Xi'an to Beijing Sleeper Train

Booking flights in China is like booking them anywhere else. Go online, use Travelocity, book your flight. Very efficient.

Long-distant trains, not so much.

While China is updating its network of trains and bringing online some high-tech, high-speed trains, the ticket booking system has a ways to go.

First, unlike airlines, they don’t issue e-tickets. They will only issue paper tickets that they insist be delivered by courier to the hotel where you will be staying in the city from which your train will be departing. This means you have to book your hotel rooms before you can book your train tickets, which is the reverse of the standard order.

Second, train tickets in China only go on sale ten days before the day of use. The work-around is that you can go through a ticket broker. You “buy” your tickets from him several weeks or even months ahead and then the day that your tickets go on sale, he makes the actual purchase on your behalf. The risk is that the broker has your money weeks in advance, with no guarantee that he’ll get your tickets.

Sure enough, that’s what happened. The day after our overnight train tickets from Xi’an to Beijing went on sale, we got an email from the broker saying tickets were not available for the class of seats that we wanted on the day that we requested. In the same email, he mentioned that on the day of our choice the deluxe berths were still available for US$60 more per person. We were already on the road traveling through China at this point with limited email access and the rest of our itinerary –including hotel rooms- was already set. What were we going to do? We bought the more expensive tickets. It threw our budget off kilter to the tune of an extra US$240.

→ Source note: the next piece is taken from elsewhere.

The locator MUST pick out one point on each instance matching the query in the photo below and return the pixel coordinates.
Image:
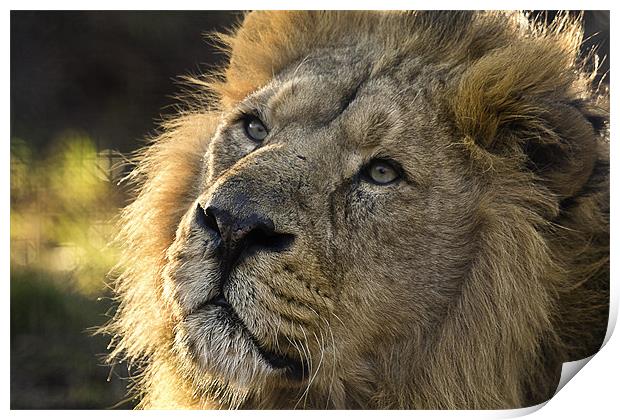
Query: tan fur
(465, 287)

But man, what an upgrade it was.

Rather than staying in a four-person cabin with access to a communal squatty potty, we got two two-person rooms with private baths. They looked like cabins on a cruise ship. They were new, clean, and modern. It completely ruined train travel for my family. I will never get them to travel in economy class again.

Not sure it was worth and extra US$240, but we arrived in Beijing in style and well rested.